One of the main challenges for administrators is tying together disparate data, such as decision logs, Vault audit logs, distributed traces, and so on into a single picture. Achieving this typically requires the installation, configuration, and maintenance of a whole stack of different tools (Prometheus + Grafana, ELK/OpenSearch, Tempo/Jaeger, SIEM, and so on).
A useful piece of advice here is to look at what managed services your cloud provider offers. In many cases, these can cover most of the requirements listed above. But keep in mind that none of these aspects should be neglected.
Zero Trust is not about maintaining a constant level of trust. It’s about continuous re-evaluation based on input signals from behavioral analytics. A new geolocation, an atypical request volume, or privilege escalation can all serve as triggers for a response.
Proxy Solutions Instead of VPN
Traditional VPNs (Virtual Private Networks), where users gain broad access to a network segment after connecting, fits poorly with Zero Trust. This is precisely that “trusted zone” mentioned above that we are trying to distance ourselves from.
The ZTNA (Zero Trust Network Access) strategy takes a different approach. Rather than granting access to a network segment, it grants it to a specific resource, and only after identity and context have been verified on each request. From a software standpoint, this is typically achieved through applications that implement the request-proxying concept. Fortunately, both commercial and open-source solutions are now available on the market.

When it comes to commercial options, Cloudflare Access stands out as a service based on Cloudflare’s edge network. It’s more than a separate proxy; in fact, it’s a whole platform that combines an implementation of ZTNA with a SWG (Secure Web Gateway), CASB (Cloud Access Security Broker), and optionally RBI (Remote Browser Isolation). It’s particularly suitable for those organizations that are already on Cloudflare and want to replace VPN quickly without breaking anything. The main downside is vendor lock-in.
Similar capabilities are available on platforms like Zscaler and Netskope. These are also full-fledged platforms where ZTNA is just one of the elements.
As for self-hosted setups, here are the solutions worth mentioning:
- Teleport provides SSH/RDP/DB/K8s through a proxy, with session recording and short-TTL certificates.
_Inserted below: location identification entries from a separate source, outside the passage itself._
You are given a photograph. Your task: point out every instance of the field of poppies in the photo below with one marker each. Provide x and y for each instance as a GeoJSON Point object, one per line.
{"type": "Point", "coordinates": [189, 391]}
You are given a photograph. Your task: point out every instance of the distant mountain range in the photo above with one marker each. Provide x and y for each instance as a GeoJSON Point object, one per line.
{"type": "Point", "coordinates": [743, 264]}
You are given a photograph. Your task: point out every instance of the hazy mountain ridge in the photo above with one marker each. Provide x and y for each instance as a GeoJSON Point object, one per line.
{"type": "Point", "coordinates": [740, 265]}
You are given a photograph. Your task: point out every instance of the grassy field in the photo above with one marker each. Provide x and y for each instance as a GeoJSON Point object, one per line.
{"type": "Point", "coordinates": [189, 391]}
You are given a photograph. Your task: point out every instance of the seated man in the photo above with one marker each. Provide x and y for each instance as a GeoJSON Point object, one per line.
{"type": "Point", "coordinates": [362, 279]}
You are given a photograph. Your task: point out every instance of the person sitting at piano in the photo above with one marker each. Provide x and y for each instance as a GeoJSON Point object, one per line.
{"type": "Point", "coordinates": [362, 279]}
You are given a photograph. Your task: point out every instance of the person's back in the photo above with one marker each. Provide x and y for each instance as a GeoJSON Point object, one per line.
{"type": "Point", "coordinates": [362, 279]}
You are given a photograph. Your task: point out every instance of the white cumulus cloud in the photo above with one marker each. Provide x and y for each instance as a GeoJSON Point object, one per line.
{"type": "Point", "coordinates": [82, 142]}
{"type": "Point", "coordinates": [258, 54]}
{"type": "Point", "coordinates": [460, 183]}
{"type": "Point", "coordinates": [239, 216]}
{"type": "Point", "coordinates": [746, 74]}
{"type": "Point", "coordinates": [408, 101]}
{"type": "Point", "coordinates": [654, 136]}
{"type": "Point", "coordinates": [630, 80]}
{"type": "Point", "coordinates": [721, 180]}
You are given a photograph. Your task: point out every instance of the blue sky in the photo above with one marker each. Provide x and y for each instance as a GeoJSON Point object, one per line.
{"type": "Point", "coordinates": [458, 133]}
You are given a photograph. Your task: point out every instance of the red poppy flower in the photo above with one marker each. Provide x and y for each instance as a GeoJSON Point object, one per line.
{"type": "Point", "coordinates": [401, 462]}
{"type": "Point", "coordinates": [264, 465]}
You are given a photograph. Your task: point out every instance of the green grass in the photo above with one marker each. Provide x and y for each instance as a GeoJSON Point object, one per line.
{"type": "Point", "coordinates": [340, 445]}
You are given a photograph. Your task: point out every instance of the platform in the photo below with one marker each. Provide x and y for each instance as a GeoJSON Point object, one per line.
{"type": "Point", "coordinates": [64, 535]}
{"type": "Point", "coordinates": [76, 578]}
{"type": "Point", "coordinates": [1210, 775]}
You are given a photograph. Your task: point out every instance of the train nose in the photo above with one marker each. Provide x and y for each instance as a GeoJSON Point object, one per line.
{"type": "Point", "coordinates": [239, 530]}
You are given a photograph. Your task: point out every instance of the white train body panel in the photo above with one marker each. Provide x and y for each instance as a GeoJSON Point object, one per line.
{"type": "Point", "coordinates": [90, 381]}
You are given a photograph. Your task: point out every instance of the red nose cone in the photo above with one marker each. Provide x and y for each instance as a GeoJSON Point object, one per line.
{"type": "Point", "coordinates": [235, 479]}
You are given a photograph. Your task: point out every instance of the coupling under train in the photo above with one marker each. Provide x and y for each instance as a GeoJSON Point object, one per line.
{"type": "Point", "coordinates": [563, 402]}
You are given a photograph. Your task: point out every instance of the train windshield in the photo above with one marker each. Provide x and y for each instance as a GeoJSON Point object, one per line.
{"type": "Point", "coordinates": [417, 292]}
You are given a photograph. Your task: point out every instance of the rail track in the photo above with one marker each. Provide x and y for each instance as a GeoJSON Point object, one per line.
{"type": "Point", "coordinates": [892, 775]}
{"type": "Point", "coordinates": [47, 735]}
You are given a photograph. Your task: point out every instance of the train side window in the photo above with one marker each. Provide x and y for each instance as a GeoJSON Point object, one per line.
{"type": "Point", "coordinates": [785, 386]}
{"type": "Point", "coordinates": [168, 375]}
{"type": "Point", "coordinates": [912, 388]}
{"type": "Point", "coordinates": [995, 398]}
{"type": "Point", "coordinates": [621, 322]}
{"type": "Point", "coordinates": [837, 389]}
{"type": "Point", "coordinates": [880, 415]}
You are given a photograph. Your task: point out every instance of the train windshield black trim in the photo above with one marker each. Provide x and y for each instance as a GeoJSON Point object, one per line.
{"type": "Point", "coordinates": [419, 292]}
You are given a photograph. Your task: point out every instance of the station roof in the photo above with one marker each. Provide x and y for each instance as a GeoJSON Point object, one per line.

- HashiCorp Boundary is a typical representative of an IAP (Identity-Aware Proxy), which first authenticates the user and only then grants access to the target system.
- Pomerium is another IAP, but it’s more oriented toward access to web applications and systems via HTTP/HTTPS. In this respect, it’s somewhat closer to a reverse proxy.
Conclusion
Zero Trust isn’t a product that can be purchased off the shelf. It’s an architectural approach, and its adoption almost always happens over multiple painful stages.
Building it on top of legacy code without some great changes is practically impossible. For instance, the DevOps team may need to adapt its practices, and developers often have to rewrite applications.
In practice, though, partial implementations are common. At best, they’ll manage to cover one thing (such as the network layer), while identity and observability will be left behind. In such cases, proving the correctness of access at the application level will remain just as challenging.
For new cloud systems, the Zero Trust approach should be treated as a baseline architectural norm. However, when it comes to existing services, adoption requires enough time for thorough planning and phased execution. Such a transition simply can’t be completed in a couple of sprints, even with the most advanced and cooperative team.